TIME Video Games

Sony’s PlayStation 4 Was the Top-Selling Console in March, but Titanfall Was the Top-Selling Game

Screenshot from publisher Electronic Arts and developer Respawn Entertainment's massively-multiplayer first-person Xbox One shooter Titanfall (also for Xbox 360 and Windows). Electronic Arts

Microsoft's Xbox One cedes the top console sales spot to Sony's PS4, but takes first in software sales for March 2014 with EA and Respawn's Titanfall.

Xbox One owners, exhale: Microsoft had a very good March. While the company continues to cede the top monthly console sales spot to Sony’s PlayStation 4, its Xbox- and Windows-exclusive massively multiplayer first-person shooter, Titanfall, was tops in software sales.

That’s good news, as is Microsoft’s disclosure of a new sales figure: 5 million, or the number of Xbox Ones sold worldwide since launch. Yes, it’s some 2 million shy of Sony’s 7 million-selling PlayStation 4, but remember that Sony had a one-week lead, the PS4 is $100 cheaper and the company’s currently selling the PS4 in a whopping 72 countries and regions, while Microsoft’s only selling the Xbox One in 13. Microsoft plans to expand the Xbox One’s availability to 39 countries this September, but lopsided hardly begins to describe direct sales comparisons.

Retail (and burgeoning digital) sales tracker NPD Group says hardware sales were up 78 percent over March 2013 — no surprise, since hardware sales have been up year-on-year since the PS3 and Xbox One launched last November. That’s translating to across-the-board gains in hardware, software and accessories, which combined were up 3 percent year-on-year.

NPD confirms that both the PS4 and Xbox One are setting records: add both systems together through their preliminary five months of availability and you’re talking twice the sales of the PS3 and Xbox 360 for the same period. What’s more, if you run the same figure for retail software sales, combined PS4 and Xbox One software is up some 60 percent.

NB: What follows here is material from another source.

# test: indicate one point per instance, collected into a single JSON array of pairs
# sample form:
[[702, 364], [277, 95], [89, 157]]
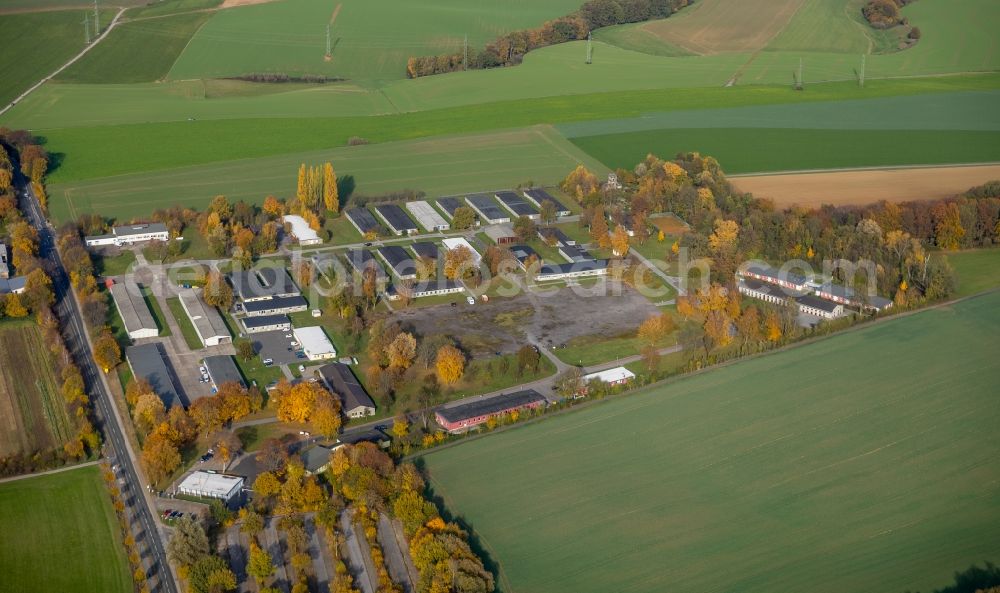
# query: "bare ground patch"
[[868, 186]]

This sort of momentum’s never forever, but to all the naysayers who said this next generation of game consoles was going to flop, at least for now, crow’s still very much on the menu.

Sony hasn’t put up a blog post or dropped a press release yet, but fired this off through the PlayStation twitter account:

Microsoft hasn’t manned the Twitter-cannon yet, but did offer more granular figures in an email, noting that it sold 311,000 Xbox Ones in the U.S. in March (60 percent higher sales than the Xbox 360 for the same period — forget the PS4, who can argue with that?), that it sold 111,000 Xbox 360s for March (holding the top seventh-gen console spot) and that it’s seeing attachment sales of nearly 3 games per Xbox One console sold.